What the abbreviations VLF, LF, MF, HF, VHF, UHF, SHF, and EHF stand for!

H = high, V = very, L = Low, U = ultra, F = frequency, S = super, E = extremely, and M = medium.

In the 'HF' radio band, being widely recognised to the general population as Shortwave band, the wavelengths are between 10 meters to 100 meters in length, so they are still highly frequent, hence the term High Frequency. At frequencies where we communicate using terrestial microwave (satellites, and ground dish-to-dish) extremely short wavelength frequencies are used. This signifies Super High Frequency rate of wavelengths.

Digital data techniques

Digital data is in binary form, you have a 1, or a 0, and depending in which application it is applied 1 or 0 can mean ON or OFF. Generally 1 is ON or TRUE and 0 is OFF ir FALSE. Digital data is also encoded into suitable form for transmission throughout the radio spectrum.

Amplitude Modulation (AM) or Amplitude Shift Keying (ASK)

ASK transmits 1's and 0's by representing each one as a different amplitude at the same frequency. Therefore, the amplitude of a 1 is larger than the amplitude of the 0.

Frequency Modulation or Frequency Shift Keying

This time the amplitude does not change, but instead the frequency is altered. A 1 has a lower frequency than a 0. These frequencies are defined by the CCITT standard. The transmitter transmits a 0 at 1180Hz and a 1 at 980Hz. The receiver transmits a 0 at 1850Hz and a 1 at 1650Hz. (and the transmitter listens at these freqeinces)

Phase modulation or Phase Shift Keying (PSK) & Differential PSK (DPSK)

In this case, the frequency and amplitude are both kept constant. However, the phase of the sinewave is shifted to signify logic 0 and logic 1. Phase Coherent PSK uses two fixed signals, and a logic 0 is represented by a 180 degree phase shift and a logic 0 by a 0 degree phase shift. This is a complex method to demodulate for the receiver because the phase shifts are from an absolute value. Another method called Differential PSK exists (DPSK), which is a phase shift relative to the previous logic bit transmitted. Binary 0 is therefore a 90 degree phase change from the previous logic bit and binary 1 is a 270 degree phase change from the previous logic bit. In this case, the receiver only needs to detect the phase change which occured from the previous bit rather than off an absolute value that it has to know.

To acheive higher speed data communication a combination of PSK and AM can be used, which produces Quadrature Amplitude Modulation (QAM). This makes use of 0, 90, 180, 270 degree phase shifts together with ASK. These are used to produce bit rates of 2400, 4800 & 9600 bps.

PSK data signal

More advanced digital data techniques

Further advances have been made in the recent years with digital data transmission over different media. One of these being "ADSL" or xDSL - as there are different DSL technologies.
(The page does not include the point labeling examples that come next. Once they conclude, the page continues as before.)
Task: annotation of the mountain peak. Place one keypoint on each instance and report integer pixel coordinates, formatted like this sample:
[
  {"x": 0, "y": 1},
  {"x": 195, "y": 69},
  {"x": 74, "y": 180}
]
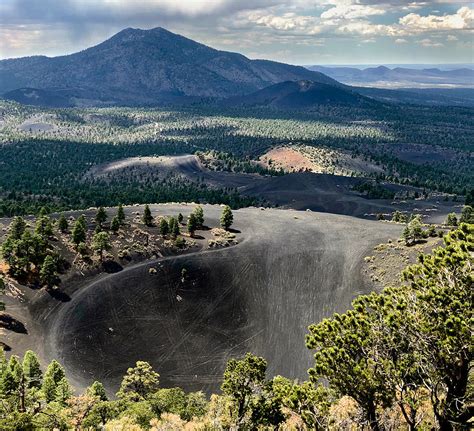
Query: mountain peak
[{"x": 137, "y": 66}]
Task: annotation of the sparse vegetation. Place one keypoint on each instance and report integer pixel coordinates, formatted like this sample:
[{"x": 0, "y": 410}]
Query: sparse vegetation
[{"x": 399, "y": 358}]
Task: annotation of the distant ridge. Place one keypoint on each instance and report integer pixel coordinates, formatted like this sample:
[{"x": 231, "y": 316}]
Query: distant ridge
[
  {"x": 296, "y": 95},
  {"x": 400, "y": 77},
  {"x": 146, "y": 67}
]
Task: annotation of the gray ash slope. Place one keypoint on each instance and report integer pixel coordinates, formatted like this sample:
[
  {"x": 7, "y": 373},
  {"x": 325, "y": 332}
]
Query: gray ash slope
[
  {"x": 145, "y": 66},
  {"x": 291, "y": 269}
]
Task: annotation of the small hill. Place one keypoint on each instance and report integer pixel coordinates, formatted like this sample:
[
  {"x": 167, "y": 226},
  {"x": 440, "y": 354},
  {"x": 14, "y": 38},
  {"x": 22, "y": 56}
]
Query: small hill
[
  {"x": 296, "y": 95},
  {"x": 146, "y": 67}
]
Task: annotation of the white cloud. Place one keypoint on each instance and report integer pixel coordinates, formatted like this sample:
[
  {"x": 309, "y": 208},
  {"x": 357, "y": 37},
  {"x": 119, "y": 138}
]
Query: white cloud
[
  {"x": 290, "y": 22},
  {"x": 461, "y": 20},
  {"x": 428, "y": 43},
  {"x": 351, "y": 11}
]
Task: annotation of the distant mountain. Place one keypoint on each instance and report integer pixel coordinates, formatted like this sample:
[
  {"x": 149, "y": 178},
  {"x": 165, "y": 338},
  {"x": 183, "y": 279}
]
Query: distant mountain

There are 2 technologies currently in use for DSL, CAP (Carrierless Amplitude Phase Modulation) and DMT (Discrete Multi-Tone). CAP treats the entire frequency spectrum as a single channel and optimizes the data rate while DMT divides it into 256 sub-channels and optimizes the data rate for each sub-channel. CAP has been tested longer than DMT, but DMT has been accepted as the standard by ANSI and ETSI.

CAP - Carrierless Amplitude/Phase Modulation
CAP is a variation of Quadrature Amplitude Modulation, which is used by most existing modems. The three channels (POTS, downstream data and upstream data) are supported by splitting the frequency spectrum. Voice occupies the standard 0-4 Khz frequency band, followed by the upstream channel and the high-speed downstream channel.